Travels Over Feelings: Arthur Russell, A Life
(Anthology Editions)
Richard King
The music of Arthur Russell defies classification. From his pioneering compositions as part of New York's vibrant avant-garde scene (alongside artists including Philip Glass, David Byrne, Laurie Anderson, John Cage, and Allen Ginsberg) to his genre-expanding disco productions, from his new wave and art pop to his posthumously released folk songs, Russell crafted timeless and foundationally influential work until his premature death in 1992 from AIDS-related illnesses. Now, in a landmark publication assembled by critically-acclaimed writer Richard King, Travels Over Feeling collects the extensive ephemera found in Russell's New York Public Library archive, along with pieces from the personal collections of those who were closest to him.
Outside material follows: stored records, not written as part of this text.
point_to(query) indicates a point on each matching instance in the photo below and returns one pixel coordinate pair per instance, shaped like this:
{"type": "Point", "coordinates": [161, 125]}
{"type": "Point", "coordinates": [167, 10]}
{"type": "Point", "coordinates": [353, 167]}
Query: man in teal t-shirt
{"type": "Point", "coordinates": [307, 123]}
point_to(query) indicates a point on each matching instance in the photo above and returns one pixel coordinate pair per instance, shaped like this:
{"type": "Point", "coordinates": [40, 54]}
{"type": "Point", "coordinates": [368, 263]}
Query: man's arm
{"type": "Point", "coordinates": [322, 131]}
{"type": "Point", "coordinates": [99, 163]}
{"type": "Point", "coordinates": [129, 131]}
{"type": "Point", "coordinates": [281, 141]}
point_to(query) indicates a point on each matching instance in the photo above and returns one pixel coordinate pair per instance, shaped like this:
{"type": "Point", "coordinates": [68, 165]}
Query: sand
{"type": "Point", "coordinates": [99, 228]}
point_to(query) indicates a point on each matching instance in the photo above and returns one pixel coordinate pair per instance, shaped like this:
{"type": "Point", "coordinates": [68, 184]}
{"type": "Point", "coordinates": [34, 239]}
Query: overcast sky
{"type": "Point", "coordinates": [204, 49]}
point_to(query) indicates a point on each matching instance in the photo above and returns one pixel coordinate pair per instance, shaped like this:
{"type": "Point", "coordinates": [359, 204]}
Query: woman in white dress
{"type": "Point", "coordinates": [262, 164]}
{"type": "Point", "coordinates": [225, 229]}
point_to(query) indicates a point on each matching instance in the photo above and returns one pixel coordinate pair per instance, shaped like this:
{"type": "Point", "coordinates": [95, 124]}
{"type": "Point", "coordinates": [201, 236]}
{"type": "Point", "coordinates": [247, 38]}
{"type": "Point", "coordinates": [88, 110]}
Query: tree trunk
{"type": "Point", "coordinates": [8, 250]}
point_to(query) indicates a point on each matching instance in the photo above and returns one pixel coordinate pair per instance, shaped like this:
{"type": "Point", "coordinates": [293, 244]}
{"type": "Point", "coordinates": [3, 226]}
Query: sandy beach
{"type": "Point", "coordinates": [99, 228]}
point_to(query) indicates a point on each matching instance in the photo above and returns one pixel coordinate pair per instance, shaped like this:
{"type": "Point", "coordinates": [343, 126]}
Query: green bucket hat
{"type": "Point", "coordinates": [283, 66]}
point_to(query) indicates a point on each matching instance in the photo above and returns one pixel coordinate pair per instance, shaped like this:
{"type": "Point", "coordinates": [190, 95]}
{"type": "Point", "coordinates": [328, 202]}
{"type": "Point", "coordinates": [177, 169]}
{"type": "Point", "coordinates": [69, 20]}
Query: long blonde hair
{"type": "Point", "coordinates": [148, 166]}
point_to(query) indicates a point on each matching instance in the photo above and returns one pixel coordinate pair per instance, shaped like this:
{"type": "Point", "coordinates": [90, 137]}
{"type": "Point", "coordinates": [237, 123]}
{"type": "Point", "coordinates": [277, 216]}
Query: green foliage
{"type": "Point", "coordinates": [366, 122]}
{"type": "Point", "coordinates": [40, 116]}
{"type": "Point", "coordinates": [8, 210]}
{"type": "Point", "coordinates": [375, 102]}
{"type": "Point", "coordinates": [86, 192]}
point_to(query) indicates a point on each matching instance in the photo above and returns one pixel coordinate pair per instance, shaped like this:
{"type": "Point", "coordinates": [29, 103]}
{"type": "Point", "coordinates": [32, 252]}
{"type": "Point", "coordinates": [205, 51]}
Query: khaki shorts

Combining unseen visual material--handwritten scores, lyrics, photos, letters, and drawings--with new texts by King and extensive original interviews with Arthur's collaborators, contemporaries, family, and friends, Travels Over Feeling paints a portrait of Arthur Russell unlike any which has come before, revealing a true picture of one of the most distinctive artists of the last fifty years.
Promises of Gold
(Holt Paperbacks)
José Olivarez, tr. David Ruano González
In this groundbreaking collection of poems, José Olivarez explores every kind of love--self, brotherly, romantic, familial, cultural. Grappling with the contradictions of the American Dream with unflinching humanity, he lays bare the ways in which "love is complicated by forces larger than our hearts." Whether readers enter this collection in English or via the Spanish translation by poet David Ruano González, these extraordinary poems are sure to become beloved for their illuminations of life--and love.